A total of 40 pts were included into part 1, 21 pts were randomized to Nivo+SOX and 19 to Nivo+CapeOX. The median age was 62.5 years, 27 pts (67.5%) were male, 20 pts (50.0%) had ECOG PS 1. Median duration of treatment was 7.03 months (range 0.1-9.9) as of 24 Feb 2017. Both treatments were well tolerated. Grade 3-4 treatment-related adverse events (AEs) were reported 23 pts (57.5%). No Nivo-related AEs leading to discontinuation were reported. Overall response rate was 68.4% (26/38, CR10, PR16) and disease control rate was 86.8%. Median PFS was not reached. 18 pts (46.2%) remain on treatment at the time of the data cut off. There were no significant differences in activity and safety between the 2 treatments.

Conclusions

Nivo+SOX/CapeOX were feasible with promising activity as the 1st-line chemotherapy in pts with previously untreated unresectable advanced or recurrent G/GEJ cancer. Part 2 of the study is ongoing.

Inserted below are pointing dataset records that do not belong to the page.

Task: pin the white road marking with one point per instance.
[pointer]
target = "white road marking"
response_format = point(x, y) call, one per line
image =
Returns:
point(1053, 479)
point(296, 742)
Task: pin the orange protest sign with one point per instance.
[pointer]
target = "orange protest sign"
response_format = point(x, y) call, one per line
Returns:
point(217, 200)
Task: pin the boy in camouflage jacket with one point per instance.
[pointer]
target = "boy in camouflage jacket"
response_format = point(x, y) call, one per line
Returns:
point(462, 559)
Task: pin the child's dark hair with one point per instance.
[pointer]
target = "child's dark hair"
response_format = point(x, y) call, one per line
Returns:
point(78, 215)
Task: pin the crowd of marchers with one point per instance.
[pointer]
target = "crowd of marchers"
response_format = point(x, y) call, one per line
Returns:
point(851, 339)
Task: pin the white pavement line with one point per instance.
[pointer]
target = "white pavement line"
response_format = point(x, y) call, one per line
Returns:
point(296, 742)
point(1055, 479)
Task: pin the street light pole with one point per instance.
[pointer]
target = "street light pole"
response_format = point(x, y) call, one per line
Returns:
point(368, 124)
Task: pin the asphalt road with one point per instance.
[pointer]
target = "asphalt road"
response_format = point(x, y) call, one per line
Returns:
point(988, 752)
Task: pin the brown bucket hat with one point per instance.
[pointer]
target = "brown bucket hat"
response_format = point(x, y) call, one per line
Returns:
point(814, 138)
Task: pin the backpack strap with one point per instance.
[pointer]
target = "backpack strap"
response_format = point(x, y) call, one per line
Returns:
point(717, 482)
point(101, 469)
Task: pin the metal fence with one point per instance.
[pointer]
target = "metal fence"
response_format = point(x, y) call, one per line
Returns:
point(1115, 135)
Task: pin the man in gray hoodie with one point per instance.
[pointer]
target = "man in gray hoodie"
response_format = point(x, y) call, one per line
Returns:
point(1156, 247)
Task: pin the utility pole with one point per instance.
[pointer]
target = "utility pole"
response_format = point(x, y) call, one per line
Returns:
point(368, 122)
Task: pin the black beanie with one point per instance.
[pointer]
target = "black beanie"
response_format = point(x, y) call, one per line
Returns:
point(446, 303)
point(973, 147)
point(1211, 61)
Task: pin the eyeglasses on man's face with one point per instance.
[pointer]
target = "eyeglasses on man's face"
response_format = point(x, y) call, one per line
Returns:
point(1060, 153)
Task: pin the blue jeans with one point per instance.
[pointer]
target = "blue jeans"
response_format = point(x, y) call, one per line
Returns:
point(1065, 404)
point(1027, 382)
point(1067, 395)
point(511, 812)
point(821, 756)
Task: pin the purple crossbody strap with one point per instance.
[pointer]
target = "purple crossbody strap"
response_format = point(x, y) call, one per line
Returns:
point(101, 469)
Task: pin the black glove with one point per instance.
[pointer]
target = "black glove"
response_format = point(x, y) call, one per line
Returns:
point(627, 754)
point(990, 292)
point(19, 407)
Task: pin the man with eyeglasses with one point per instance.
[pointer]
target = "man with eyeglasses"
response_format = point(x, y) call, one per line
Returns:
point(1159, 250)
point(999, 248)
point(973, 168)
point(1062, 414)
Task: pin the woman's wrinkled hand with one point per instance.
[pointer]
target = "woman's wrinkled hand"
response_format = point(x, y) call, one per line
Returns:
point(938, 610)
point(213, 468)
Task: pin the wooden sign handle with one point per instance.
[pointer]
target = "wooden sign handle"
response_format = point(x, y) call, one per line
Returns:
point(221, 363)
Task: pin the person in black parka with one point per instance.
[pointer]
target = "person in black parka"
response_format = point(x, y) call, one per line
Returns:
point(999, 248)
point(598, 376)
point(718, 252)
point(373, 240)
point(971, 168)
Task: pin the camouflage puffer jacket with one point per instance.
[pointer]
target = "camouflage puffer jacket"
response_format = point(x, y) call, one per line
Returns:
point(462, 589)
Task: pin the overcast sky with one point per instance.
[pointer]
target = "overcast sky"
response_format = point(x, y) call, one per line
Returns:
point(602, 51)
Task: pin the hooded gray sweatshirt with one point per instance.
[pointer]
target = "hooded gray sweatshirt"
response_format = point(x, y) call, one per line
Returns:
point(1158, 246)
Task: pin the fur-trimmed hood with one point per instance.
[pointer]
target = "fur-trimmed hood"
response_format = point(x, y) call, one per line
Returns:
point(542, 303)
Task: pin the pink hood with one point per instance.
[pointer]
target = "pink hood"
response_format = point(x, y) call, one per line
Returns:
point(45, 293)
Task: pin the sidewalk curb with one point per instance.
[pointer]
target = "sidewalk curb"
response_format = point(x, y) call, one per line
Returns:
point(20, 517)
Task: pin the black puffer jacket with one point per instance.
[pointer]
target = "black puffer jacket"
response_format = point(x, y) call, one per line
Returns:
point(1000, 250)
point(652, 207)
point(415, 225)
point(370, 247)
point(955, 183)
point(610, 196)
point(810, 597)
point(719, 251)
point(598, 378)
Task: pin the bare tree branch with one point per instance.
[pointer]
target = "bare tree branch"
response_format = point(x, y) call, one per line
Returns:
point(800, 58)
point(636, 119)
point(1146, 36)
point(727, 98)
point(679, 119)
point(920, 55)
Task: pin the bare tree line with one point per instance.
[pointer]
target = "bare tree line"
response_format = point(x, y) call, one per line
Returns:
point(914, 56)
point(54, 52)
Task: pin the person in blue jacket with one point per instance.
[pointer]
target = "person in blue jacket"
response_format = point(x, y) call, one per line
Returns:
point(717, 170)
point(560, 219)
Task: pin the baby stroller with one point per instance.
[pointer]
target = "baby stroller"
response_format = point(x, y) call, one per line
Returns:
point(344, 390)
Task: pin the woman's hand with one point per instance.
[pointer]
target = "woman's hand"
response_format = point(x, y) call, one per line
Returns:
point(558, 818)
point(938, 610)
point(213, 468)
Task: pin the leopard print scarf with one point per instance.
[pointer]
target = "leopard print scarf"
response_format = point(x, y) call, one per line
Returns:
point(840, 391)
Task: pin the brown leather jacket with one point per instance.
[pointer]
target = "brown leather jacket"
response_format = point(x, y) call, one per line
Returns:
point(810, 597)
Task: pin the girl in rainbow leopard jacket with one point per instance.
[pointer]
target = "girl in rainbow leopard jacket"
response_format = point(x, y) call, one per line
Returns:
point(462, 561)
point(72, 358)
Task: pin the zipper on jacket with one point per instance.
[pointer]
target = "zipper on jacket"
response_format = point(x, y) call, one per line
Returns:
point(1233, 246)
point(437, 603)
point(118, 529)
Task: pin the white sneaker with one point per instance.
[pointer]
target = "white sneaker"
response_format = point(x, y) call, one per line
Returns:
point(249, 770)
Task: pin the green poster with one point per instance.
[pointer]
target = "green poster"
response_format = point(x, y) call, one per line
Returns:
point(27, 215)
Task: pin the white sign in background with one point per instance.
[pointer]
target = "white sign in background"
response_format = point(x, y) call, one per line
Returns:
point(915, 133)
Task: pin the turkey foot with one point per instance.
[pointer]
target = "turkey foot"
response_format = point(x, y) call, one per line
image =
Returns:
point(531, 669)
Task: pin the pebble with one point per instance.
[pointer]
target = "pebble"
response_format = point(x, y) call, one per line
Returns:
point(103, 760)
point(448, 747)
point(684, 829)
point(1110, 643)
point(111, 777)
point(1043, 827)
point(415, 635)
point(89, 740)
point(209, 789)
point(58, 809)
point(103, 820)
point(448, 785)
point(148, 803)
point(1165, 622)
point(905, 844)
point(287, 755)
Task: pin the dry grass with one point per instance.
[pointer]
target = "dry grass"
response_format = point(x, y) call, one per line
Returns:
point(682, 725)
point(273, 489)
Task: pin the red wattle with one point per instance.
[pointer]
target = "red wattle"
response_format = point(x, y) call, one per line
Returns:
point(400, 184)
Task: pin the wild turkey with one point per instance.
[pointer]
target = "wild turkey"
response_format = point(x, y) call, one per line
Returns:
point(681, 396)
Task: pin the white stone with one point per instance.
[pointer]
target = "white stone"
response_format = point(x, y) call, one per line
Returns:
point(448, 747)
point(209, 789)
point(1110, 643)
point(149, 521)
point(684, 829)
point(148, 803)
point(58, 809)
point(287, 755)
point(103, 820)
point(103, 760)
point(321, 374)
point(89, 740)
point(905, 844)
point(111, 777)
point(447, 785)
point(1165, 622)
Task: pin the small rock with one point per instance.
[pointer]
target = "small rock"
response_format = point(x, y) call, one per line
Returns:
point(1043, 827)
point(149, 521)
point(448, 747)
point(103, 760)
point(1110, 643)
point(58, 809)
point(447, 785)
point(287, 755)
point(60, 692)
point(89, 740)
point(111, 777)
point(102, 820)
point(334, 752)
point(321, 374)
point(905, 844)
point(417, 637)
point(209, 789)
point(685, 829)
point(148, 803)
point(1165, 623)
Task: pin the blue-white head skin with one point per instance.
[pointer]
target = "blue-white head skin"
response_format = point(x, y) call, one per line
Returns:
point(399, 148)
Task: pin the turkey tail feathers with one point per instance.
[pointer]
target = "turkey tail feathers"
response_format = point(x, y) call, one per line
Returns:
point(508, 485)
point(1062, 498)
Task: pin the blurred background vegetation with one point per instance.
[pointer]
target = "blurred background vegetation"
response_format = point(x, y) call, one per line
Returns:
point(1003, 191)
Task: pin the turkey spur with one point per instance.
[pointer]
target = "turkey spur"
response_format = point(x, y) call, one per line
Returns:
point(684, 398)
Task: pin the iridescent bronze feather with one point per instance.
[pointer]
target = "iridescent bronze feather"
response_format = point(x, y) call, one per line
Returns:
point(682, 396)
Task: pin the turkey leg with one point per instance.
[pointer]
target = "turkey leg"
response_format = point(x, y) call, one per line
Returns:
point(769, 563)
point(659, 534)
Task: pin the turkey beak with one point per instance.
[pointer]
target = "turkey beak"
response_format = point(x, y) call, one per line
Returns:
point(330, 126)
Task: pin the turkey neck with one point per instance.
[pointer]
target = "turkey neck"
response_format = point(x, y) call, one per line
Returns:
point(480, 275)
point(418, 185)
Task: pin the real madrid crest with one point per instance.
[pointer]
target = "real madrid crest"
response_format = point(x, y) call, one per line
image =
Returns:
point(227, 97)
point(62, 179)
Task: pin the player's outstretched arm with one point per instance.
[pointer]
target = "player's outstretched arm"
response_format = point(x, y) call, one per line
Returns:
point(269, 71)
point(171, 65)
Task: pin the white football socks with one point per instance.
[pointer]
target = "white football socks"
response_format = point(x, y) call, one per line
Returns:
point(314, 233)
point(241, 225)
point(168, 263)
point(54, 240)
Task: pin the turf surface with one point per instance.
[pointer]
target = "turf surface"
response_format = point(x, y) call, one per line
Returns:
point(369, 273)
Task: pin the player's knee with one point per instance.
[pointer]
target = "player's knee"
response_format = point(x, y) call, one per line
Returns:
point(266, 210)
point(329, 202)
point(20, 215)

Clinical trial identification

NCT02746796

Legal entity responsible for the study

Ono Pharmaceutical Co., ltd.

Funding

Ono Pharmaceutical Co., ltd., Bristol-Myers Squibb

Disclosure

Y-K. Kang: Ono, Bristol-Myers Squibb, Lilly/ImClone, Taiho Pharmaceutical, Roche/Genentech, Novartis, Bayer. K. Kato: Ono Pharmaceutical Co., Ltd., Shionogi, MSD. H.C. Chung: Lilly, GSK, MSD, Merck-Serono, BMS/Ono, Taiho, Celltrion, Quintiles, BMS. K-W. Lee, K. Yamaguchi: Ono. Y. Komatsu: Taiho, Lilly, MSD, Ono, Novartis, Bayer, Chugai, Yakult, Pfizer, Merck. H. Hara: Chugai Pharma, Taiho Pharmaceutical, Merck Serono, Yakult Honsha, Lilly, AstraZeneca, MSD, Ono Pharmaceutical, Takeda, Boehringer Ingelheim, Dainippon Sumitomo Pharma, Daiichi Sankyo. N. Boku: Ono, Taiho, Chugai, Eli-Lily. L-T. Chen: Novartis, GSK, Merck Serono, TTY, Polaris, ONO, Eli Lilly, MSD, PharmaEngine, Merrimack, Syncore, Five Prime, anti-alpha enolase (ENO-1) monoclonal antibody/HuniLife. All other authors have declared no conflicts of interest.